Disadvantages
The amount of energy stored per unit weight is generally lower than that of an electrochemical battery (3–5 W·h/kg for a standard ultracapacitor, although 85 W.h/kg has been achieved in the lab[4] as of 2010 compared to 30–40 W·h/kg for a lead acid battery), 100-250 W·h/kg for a lithium-ion battery and about 1/1,000th the volumetric energy density of gasoline.

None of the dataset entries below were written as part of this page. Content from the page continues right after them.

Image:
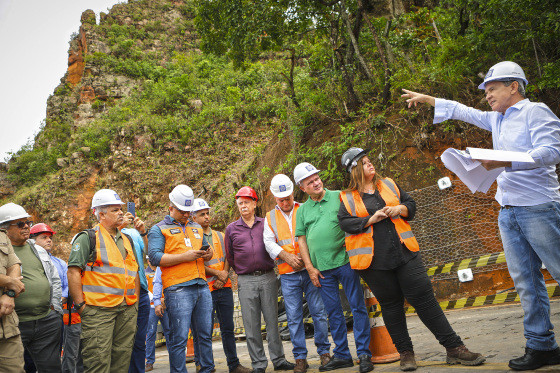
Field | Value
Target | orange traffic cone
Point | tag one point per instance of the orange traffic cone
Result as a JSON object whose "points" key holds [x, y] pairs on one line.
{"points": [[190, 349], [381, 345]]}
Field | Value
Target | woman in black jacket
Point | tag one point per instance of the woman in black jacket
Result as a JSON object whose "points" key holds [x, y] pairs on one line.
{"points": [[375, 212]]}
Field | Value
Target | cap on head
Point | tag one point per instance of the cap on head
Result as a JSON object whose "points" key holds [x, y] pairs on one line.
{"points": [[105, 197], [11, 211], [504, 71], [303, 171], [351, 157], [281, 186], [182, 197], [40, 228], [200, 204], [247, 192]]}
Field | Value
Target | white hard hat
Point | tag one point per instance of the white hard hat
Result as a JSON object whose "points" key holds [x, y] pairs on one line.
{"points": [[105, 197], [502, 71], [11, 211], [182, 197], [281, 186], [303, 171], [200, 204]]}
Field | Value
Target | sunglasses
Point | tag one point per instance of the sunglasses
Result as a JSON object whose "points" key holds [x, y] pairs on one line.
{"points": [[22, 224]]}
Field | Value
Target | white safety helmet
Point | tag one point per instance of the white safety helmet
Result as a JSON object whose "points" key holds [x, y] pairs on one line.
{"points": [[105, 197], [11, 211], [303, 171], [504, 71], [281, 186], [182, 197], [200, 204]]}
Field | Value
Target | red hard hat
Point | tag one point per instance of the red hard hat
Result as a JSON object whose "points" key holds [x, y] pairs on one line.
{"points": [[247, 192], [41, 228]]}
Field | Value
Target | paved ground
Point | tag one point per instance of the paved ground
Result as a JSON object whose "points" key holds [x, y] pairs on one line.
{"points": [[496, 332]]}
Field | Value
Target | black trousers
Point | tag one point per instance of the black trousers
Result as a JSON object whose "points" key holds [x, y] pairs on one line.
{"points": [[409, 281]]}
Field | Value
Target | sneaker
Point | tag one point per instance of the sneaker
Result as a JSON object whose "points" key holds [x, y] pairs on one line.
{"points": [[461, 355], [301, 366], [408, 362], [325, 358], [534, 359], [241, 369], [365, 364]]}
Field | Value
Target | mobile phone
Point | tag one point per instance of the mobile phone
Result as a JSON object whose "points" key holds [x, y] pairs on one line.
{"points": [[131, 207]]}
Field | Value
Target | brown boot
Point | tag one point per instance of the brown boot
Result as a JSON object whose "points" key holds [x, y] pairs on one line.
{"points": [[461, 355], [325, 358], [301, 366], [408, 362], [241, 369]]}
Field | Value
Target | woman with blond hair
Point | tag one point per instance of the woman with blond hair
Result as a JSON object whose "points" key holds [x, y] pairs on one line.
{"points": [[374, 213]]}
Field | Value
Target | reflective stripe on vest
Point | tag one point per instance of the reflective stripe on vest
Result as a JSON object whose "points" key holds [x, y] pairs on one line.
{"points": [[176, 239], [110, 279], [218, 261], [284, 237], [360, 247]]}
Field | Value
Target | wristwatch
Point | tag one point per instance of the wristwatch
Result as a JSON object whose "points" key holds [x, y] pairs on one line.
{"points": [[10, 293]]}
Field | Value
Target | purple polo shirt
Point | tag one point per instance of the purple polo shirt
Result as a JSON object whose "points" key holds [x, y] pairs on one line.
{"points": [[245, 249]]}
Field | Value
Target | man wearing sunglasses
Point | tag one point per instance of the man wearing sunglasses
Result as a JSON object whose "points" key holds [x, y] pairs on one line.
{"points": [[39, 308]]}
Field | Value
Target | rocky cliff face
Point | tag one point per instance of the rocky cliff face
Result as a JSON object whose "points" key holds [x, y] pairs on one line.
{"points": [[215, 161]]}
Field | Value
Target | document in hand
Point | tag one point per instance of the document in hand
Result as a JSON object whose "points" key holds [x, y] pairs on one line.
{"points": [[471, 172]]}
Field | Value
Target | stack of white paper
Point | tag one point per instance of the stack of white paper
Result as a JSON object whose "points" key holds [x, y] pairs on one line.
{"points": [[472, 173]]}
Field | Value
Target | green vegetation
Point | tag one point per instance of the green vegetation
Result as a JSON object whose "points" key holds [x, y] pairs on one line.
{"points": [[295, 68]]}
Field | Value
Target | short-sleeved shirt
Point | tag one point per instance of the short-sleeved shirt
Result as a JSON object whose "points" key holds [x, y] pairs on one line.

Has the highest dielectric absorption of any type of capacitor.
High self-discharge – the rate is considerably higher than that of an electrochemical battery.
Low maximum voltage – series connections are needed to obtain higher voltages, and voltage balancing may be required.
Unlike practical batteries, the voltage across any capacitor, including EDLCs, drops significantly as it discharges. Effective storage and recovery of energy requires complex electronic control and switching equipment, with consequent energy loss. A detailed paper on a multi-voltage 5.3 W EDLC power supply for medical equipment discusses design principles in detail. It uses a total of 55 F of capacitance, charges in about 150 seconds, and runs for about 60 seconds. The circuit uses switch-mode voltage regulators followed by linear regulators for clean and stable power, reducing efficiency to about 70%. The authors discuss the types of switching regulator available, buck, boost, and buck-boost, and conclude that for the widely varying voltage across an EDLC buck-boost is best, boost second-best, and buck unsuitable[12].
Very low internal resistance allows extremely rapid discharge when shorted, resulting in a spark hazard similar to any other capacitor of similar voltage and capacitance (generally much higher than electrochemical cells).